Loans under the credit facility bear interest at variable rates that reset every 30 to 180 days depending on the base rate (for USD borrowings, either the adjusted Daily Simple RFR or adjusted Term SOFR) and period selected by us. The spread over the base rate depends on our total leverage ratio. As of September 30, 2023, the annual rate for borrowings outstanding was 7.18%. A quarterly revolving commitment fee on the undrawn portion of the revolving credit facility is required, ranging from 0.175% to 0.325% per annum, based upon our total leverage ratio.

The credit facility limits our ability to, among other things: incur additional indebtedness; incur liens or guarantee obligations; pay dividends and make other distributions; make investments and enter into joint ventures; dispose of assets; and engage in transactions with affiliates, except on an arms-length basis. Under the credit facility, PTC Inc. and its material domestic subsidiaries may not invest cash or property in, or loan amounts to, PTC Inc.’s foreign subsidiaries in aggregate amounts exceeding $100 million for purposes other than acquisitions of businesses. The credit facility also requires that we maintain certain financial ratios. As of September 30, 2023, we were in compliance with all financial and operating covenants of the credit facility.

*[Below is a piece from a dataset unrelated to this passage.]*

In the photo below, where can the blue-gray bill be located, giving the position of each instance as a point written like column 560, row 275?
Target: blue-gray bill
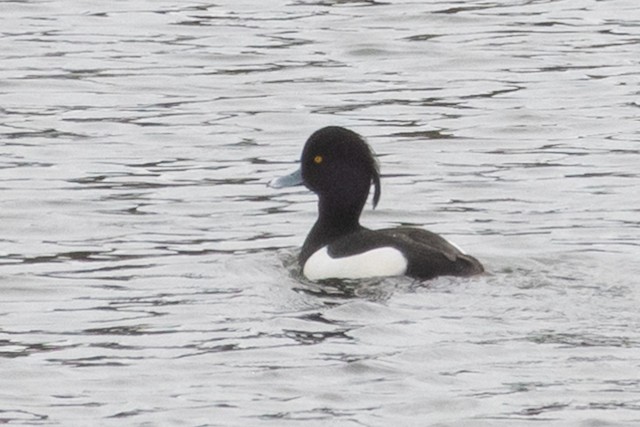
column 293, row 179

In 2023, we incurred $13.4 million in financing costs in connection with the January 2023 credit facility and related arrangements, of which $4.2 million (related to a since-extinguished bridge loan) was expensed in the period and $9.2 million was recorded as deferred debt issuance costs and included in Other assets and Other current assets on the Consolidated Balance Sheet. Deferred debt issuance costs are expensed over the term of the obligations.

Interest

In 2023, 2022 and 2021, we incurred interest expense of $129.4 million, $54.3 million, and $50.5 million, respectively, and paid $89.8 million, $48.5 million and $45.2 million, respectively, of interest on our debt. Interest expense in the year ended 2023 includes $30.0 million of interest imputed on the $650.0 million deferred acquisition payment related to the ServiceMax acquisition. The average interest rate on borrowings outstanding during 2023, 2022 and 2021 was approximately 4.9%, 3.4% and 3.3%, respectively.